S.D. Campbell/Kinetics Noise Control
CONCLUSION
Vibration isolation of all or part of buildings is becoming increasingly common. One option for the isolation design is laminated elastomeric pads. The development of such a pad, using a carbon fiber mesh rather than steel plates as reinforcement, was described in this paper. The theoretical basis for determining the deformations and pressure distribution in the pad, including accounting for the flexibility of the reinforcement, was presented. Also discussed are the results from an extensive testing program that investigated the static and dynamic stiffness, creep, and debonding potential of the laminated bearings. Finally, sample designs of both the new pad and a standard pad were presented for a realistic problem.

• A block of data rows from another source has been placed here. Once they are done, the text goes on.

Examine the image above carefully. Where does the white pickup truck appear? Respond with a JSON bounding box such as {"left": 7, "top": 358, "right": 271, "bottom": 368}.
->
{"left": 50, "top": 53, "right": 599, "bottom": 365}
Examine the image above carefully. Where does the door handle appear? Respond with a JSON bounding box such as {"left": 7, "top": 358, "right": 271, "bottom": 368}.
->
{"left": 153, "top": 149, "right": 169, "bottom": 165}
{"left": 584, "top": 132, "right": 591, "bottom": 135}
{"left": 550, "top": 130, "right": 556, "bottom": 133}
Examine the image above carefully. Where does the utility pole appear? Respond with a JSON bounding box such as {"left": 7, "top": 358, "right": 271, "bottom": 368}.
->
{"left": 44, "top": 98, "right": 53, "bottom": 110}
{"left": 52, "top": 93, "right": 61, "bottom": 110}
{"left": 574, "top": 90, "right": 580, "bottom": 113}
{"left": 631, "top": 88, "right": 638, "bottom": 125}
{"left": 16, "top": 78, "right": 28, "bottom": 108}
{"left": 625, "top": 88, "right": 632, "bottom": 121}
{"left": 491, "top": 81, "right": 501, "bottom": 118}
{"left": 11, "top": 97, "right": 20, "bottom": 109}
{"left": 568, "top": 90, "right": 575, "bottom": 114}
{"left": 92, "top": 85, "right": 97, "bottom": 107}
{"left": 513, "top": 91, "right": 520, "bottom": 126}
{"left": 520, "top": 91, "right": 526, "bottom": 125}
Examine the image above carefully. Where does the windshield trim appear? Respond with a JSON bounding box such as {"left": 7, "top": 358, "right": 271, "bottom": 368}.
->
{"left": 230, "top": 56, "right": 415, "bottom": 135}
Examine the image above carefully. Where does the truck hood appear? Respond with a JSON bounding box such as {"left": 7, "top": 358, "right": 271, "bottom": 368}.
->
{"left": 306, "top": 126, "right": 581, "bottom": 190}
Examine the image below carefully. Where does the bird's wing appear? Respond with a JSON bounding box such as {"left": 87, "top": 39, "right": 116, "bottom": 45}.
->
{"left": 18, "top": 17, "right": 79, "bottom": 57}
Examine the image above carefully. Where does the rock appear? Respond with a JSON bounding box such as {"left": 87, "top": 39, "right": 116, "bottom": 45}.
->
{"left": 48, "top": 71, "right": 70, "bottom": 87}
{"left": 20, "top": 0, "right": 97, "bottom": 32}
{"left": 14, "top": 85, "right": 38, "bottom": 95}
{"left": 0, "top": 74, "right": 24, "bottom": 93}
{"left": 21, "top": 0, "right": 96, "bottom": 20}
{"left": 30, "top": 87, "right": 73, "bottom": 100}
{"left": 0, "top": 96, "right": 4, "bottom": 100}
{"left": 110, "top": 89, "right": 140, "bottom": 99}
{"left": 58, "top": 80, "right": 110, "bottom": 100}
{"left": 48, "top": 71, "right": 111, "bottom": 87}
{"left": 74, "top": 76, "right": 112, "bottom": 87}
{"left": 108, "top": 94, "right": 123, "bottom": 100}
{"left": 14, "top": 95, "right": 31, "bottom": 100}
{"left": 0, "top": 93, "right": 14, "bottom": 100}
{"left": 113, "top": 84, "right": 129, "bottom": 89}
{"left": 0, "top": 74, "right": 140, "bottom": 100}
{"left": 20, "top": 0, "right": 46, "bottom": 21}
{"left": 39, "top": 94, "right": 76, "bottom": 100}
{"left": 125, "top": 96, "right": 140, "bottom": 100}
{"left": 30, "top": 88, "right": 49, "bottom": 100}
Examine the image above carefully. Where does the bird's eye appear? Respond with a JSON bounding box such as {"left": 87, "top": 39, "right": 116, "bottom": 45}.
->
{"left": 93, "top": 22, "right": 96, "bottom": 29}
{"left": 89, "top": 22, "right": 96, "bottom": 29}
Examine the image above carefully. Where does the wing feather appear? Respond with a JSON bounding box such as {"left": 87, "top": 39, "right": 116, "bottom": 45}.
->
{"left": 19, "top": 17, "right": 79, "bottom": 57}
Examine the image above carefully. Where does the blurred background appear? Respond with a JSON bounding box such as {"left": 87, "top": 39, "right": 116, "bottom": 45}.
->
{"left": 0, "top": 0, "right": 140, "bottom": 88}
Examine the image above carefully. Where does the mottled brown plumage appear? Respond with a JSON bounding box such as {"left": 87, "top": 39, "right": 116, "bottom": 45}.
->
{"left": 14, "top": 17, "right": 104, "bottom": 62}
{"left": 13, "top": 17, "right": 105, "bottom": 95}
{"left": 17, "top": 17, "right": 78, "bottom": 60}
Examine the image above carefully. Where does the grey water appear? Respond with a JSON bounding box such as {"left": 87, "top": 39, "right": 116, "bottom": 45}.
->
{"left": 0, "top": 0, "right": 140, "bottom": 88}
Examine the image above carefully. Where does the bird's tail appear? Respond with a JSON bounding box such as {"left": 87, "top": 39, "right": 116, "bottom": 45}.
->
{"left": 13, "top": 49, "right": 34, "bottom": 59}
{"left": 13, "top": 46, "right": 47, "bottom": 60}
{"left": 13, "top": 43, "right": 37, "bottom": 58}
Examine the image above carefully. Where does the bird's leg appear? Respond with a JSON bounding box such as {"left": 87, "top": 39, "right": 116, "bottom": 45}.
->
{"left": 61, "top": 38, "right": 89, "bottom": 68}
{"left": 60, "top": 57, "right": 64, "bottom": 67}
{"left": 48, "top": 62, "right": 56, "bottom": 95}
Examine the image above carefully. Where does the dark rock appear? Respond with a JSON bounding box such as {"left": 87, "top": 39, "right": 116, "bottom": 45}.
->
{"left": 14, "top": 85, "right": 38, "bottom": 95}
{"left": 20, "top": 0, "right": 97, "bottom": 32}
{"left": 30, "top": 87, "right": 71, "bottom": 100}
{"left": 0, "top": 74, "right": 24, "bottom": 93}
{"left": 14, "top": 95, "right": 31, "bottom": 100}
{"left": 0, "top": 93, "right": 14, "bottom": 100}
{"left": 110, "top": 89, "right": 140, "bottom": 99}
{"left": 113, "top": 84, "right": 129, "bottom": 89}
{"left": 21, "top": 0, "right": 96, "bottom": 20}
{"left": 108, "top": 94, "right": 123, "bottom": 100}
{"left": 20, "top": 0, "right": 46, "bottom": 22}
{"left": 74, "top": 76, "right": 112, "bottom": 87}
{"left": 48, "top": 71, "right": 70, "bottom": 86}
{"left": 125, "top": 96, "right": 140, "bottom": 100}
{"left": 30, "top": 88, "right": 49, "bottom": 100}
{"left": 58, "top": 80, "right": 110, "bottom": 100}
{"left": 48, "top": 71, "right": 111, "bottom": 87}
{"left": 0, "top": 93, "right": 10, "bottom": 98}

The new pad offers several advantages over the traditional steel-reinforced design. Since the carbon mesh and elastomer form both chemical and mechanical bonds, no processing is required prior to vulcanization of the laminate, and much thinner (approximately 0.8 mm or less) layers of reinforcing can be used. Pads designed for the same natural frequency are thinner and lighter than if steel-reinforced, due to both the reduced thickness of the reinforcing and the inherently lighter weight of the carbon. In addition, the pads are non-corrosive in most environments suitable for natural rubber or neoprene and are non-magnetic. Finally, the pads are easily cut after manufacture, unlike steel-reinforced bearings, allowing for last-minute adjustments of size and faster delivery times.
Testing has shown that the bearings provide performance similar to conventionally reinforced pads and that their operation meets current specifications. Additionally, an analytical solution for the pad behavior accurately predicts the measured response. In conclusion, the new carbon fiber meshreinforced isolation pads do everything the standard pads do, but have many additional advantages.